Of the 190 sawfish that Fields and his team sampled, tagged, and released, three percent showed this reduced genetic variability. The only logical explanation, he says, is that they found the first case of vertebrate animals that are healthy, wild, and virgin-birthed.

In hopes of finding out more, Fields worked with molecular ecologist Demian Chapman, who discovered parthenogenesis in blacktip sharks in 2008. “Living young is really what sets this [discovery] apart,” says Chapman. “And because all of the sawfish species are in serious trouble, I think it’s likely that the others might be reproducing this way as well.”

Though sawfish were once found in the water off more than 90 countries, rampant overfishing has caused them to all but disappear.
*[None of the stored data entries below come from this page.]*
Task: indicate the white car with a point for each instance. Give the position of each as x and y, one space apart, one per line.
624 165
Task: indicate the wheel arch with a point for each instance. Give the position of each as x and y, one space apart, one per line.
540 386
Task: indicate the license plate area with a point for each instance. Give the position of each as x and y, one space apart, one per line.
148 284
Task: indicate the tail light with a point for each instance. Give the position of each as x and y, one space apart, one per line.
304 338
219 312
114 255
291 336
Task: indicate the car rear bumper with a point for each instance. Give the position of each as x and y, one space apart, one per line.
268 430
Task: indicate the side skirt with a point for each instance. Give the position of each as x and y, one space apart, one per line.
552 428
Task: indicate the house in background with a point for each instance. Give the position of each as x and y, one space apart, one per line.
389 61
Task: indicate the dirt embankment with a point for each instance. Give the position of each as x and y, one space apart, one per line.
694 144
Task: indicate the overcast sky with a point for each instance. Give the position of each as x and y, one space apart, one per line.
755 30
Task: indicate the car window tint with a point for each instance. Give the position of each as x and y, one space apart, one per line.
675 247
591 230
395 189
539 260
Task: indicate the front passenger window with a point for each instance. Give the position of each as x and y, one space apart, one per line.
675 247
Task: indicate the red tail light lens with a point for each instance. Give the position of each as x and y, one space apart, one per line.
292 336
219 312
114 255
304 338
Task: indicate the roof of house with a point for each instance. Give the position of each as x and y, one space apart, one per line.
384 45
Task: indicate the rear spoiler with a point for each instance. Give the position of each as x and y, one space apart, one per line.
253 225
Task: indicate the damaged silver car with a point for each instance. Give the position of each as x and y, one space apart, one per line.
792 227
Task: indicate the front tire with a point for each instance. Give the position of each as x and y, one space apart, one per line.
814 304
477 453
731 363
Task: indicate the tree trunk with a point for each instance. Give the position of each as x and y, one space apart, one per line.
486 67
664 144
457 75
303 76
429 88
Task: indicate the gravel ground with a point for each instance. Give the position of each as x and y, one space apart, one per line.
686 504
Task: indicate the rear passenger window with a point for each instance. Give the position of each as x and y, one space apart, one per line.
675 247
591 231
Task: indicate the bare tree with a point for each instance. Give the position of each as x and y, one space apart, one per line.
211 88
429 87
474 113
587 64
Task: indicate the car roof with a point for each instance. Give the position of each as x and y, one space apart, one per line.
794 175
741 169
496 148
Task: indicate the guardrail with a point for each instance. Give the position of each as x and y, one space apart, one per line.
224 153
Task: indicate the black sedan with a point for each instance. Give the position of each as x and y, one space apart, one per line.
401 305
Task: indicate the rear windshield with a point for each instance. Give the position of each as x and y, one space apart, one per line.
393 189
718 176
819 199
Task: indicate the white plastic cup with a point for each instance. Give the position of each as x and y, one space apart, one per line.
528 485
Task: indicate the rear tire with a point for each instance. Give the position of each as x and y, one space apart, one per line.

Those that remain are found only in two strongholds: along Florida’s Atlantic coast and in northern Australia. The ability to reproduce asexually could be keeping sawfish populations from plummeting even further.

“We are interested to find out if [parthenogenesis] is specific to these animals, all endangered species, or maybe is something that most sharks, rays, reptiles, and birds do,” says Fields. “But we still have a lot to learn before we can say for sure,” adds Chapman.